Don’t get into a flap if Hummingbird hits, says Searchmetrics

Don’t get into a flap if Hummingbird hits, says Searchmetrics

Travel firms which have taken a Google hit, or fear they are in danger of taking one, have been advised not to panic but react in an orderly way.

Travel firms which have taken a Google hit, or fear they are in danger of taking one, have been advised not to panic but react in an orderly way.

SEO specialist Searchmetrics, which revealed the extent of Expedia’s plummeting visibility on Google in January, says firms with bad links should expect to be hit.

But Tom Schuster, chief executive of the Berlin-based analytics software developer, said an orderly removal of suspect links would help not arouse suspicion.

And he said work to clean up websites should be taken as an opportunity by travel firms to review their whole SEO strategy and to make it a key board-level issue.

“SEO tactics have been seen as being quite technical. But certainly in travel, because it’s highly dependent on generating leads and conversions through websites, it’s critical.

“What Expedia showed us is you can lose a vast amount of market capitalisation and a vast amount of profit if you get hit.

“In the past you would ask your SEO expert to give you some technical gobbledeygook and you were no better off.

“Today it’s imperative that the board asks some business critical questions: are we at risk? Is our site optimised?

“The senior management should set business goals for what is expected from the website in terms of performance improvement.

“We show relative market share, how your competitors are ranking and what their movement has been and express this in business terms.”

Searchmetrics says Google is ramping up its ‘war on spam’ and its latest Hummingbird Algorithm update targeting spammy links is what Expedia is thought to have fallen foul of.

The search engine is considered to be getting better at identifying irrelevant or unhelpful content as it gets more sophisticated in its use of semantics and determining intent.

So Searchmetrics says it’s vital that travel firms create website pages that are designed to answer browsers’ questions in terms of what stage of the buying cycle they are at.

Serving up deals to a potential customer who is clearly just at the start of their research process is, therefore, not going to work.

And websites should focus on the quality and content of their links to provide answers to those questions while keeping content fresh.

Schuster said this evolving approach by Google potentially favours the small specialist; however, the search engine continues to favour the better known brands.

Although the impact of being penalised by Google is potential devastating, Schuster advised firms not to overreact.

“The wrong thing to do if you get hit by a penalty is to get rid of everything as soon as possible.
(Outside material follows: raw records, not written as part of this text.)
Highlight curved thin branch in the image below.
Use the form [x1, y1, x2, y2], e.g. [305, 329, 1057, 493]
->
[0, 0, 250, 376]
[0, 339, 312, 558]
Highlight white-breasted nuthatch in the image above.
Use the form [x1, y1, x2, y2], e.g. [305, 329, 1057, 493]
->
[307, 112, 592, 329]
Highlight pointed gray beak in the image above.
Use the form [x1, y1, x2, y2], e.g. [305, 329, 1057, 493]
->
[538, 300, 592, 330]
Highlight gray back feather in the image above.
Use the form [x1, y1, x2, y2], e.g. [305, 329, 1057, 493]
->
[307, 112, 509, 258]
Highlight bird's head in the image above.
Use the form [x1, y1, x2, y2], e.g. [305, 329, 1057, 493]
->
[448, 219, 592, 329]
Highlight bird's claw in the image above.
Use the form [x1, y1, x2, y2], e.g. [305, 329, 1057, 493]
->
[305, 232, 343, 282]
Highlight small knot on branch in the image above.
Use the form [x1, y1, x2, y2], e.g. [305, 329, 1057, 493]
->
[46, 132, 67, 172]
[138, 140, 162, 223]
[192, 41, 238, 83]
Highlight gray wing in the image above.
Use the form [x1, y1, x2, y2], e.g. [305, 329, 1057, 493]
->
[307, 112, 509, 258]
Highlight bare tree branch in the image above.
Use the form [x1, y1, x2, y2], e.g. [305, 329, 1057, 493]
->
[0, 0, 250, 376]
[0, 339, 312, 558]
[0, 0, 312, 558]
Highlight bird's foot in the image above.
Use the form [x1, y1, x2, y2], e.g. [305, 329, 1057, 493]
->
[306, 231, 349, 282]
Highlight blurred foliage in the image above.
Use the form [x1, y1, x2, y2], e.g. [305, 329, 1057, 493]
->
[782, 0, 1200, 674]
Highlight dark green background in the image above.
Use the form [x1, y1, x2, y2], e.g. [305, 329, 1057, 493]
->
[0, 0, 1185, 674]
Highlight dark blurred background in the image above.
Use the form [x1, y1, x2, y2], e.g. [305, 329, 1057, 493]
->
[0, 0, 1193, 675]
You need to get an expert in to help you.

“If you discover you have a problem but you have not been found out yet you should go about it in an orderly way removing the bad links.

“You should not get rid of them all straight away because that is going to awaken Google to the fact you have a problem.

“It’s not about getting rid of links, it’s getting links you earn rather than build. We know what direction Google is moving in.

“What they have done is penalise quantity – it’s still important but quality is essential.”

Searchmetrics says it has vast quantities of its own historic data which its customers use to devise SEO strategies and measure them against the performance of competitors.

Its multilingual Software as a Service (Saas) suite of products analyses every search engine in the world and offers insights into keyword, domain and links performance.